New developments from the IGPA Early Investments Policy Initiative team

Wednesday, April 11, 2018

New developments from the IGPA Early Investments Policy Initiative team

The Early Investments Policy Initiative team at IGPA has developed the following new evidence about classroom quality in child care centers and pre-kindergarten programs relevant to national, state, and local policy. 
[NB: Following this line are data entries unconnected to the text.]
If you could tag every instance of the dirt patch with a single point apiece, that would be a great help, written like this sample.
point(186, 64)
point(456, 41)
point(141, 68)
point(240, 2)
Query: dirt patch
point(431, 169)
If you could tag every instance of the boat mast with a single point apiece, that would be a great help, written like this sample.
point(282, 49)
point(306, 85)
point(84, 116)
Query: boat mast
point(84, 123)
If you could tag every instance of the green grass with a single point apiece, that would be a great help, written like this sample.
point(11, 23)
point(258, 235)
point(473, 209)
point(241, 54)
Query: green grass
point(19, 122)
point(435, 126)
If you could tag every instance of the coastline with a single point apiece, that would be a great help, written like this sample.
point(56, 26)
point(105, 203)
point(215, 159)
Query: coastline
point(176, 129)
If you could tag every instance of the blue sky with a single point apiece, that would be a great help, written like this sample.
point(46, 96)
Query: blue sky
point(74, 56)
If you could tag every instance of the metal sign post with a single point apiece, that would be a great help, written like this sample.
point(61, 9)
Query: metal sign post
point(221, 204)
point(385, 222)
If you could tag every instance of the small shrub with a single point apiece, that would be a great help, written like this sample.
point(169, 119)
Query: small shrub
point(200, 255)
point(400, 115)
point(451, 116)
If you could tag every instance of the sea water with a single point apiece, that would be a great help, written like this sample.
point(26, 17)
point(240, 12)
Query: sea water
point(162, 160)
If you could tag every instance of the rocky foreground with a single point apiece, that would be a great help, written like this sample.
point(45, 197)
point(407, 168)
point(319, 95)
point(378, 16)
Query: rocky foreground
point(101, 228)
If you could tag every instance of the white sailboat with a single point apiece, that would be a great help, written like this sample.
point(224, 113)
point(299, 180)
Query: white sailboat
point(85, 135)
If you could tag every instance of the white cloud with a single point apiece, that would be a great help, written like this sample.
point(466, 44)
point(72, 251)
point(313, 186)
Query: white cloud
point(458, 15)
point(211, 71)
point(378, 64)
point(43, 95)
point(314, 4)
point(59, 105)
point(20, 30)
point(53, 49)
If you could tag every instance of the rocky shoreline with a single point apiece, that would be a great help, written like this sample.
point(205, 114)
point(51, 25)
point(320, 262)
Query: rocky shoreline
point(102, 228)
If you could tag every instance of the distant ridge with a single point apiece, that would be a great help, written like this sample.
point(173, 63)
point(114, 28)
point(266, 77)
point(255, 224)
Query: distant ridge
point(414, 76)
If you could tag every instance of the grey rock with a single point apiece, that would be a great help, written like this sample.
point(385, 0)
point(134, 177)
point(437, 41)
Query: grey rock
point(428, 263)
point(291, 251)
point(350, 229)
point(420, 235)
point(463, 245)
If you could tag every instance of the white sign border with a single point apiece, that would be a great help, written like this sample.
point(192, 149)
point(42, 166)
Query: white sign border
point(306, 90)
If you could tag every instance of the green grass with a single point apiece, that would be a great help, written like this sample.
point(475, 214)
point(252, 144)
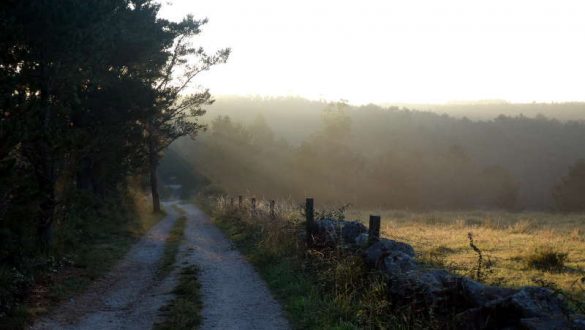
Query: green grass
point(184, 311)
point(172, 245)
point(88, 242)
point(317, 289)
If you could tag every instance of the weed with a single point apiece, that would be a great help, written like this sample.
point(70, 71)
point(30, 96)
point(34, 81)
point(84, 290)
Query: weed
point(546, 258)
point(184, 311)
point(172, 247)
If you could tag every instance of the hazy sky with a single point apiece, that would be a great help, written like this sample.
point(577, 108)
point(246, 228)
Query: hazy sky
point(395, 50)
  • A large-scale psychometric study solidified evidence regarding problems with the standard stop-scoring approach in the Early Childhood Environment Rating Scale, Revised (ECERS-R) by analyzing eight studies offering 14 waves of data collected from approximately 4,000 classrooms. Employing new statistical models to build on recent studies showed that all 36 items demonstrated the puzzling issue in which true quality was flat or decreased when going from lower to higher categories. These results caution against, for instance, comparing average item scores to cutoffs in accountability systems. Read the Policy Brief. The Early Investments team gratefully acknowledges funding from the Institute of Education Sciences (conclusions are the authors, and do not necessarily reflect institute views).
     
  • Another innovative project used panoramic and close-up cameras to approximate what visitors see live when visiting classrooms. A dozen faculty and students rated over 420 15-minute clips from these videos using the Classroom Assessment Scoring System (CLASS), Pre-K. Doing so allowed the team to investigate inter-rater reliability, within- and between-day fluctuations, and differential interpretations of the same coding instructions and classroom activities. The results point to substantial measurement error due to differences in ratings between coders and across time, reinforcing recent concerns about reliance on scores by a single rater on a single day in policy monitoring systems. Read more about this.
     
  • A systematic review also revealed that the evidence base for specific teaching practices to support the emotional competencies in state early learning standards is thin. The team identified just 29 published studies on the topic. The overall association between practices and competencies was small across these studies, but each had important design and measurement limitations that should be addressed in order to strengthen the evidence. Given all 50 states have established social-emotional early learning standards and many, including Illinois, require teachers to align curricula and assessment to these standards, building evidence to guide practice should be a high priority. Learn more about it. 
     

One effort currently underway to address some of the limitations identified across these three studies, for instance, is the EMOTERS project, a $1.4 million effort funded by the Institute of Education Sciences in which members of the IGPA Early Investments Initiative team (and collaborators from George Mason University) are using the initiative's video pilot data and approach as well as state-of-the-art statistical models as they develop a new measure of teachers' supports for young children's emotional development.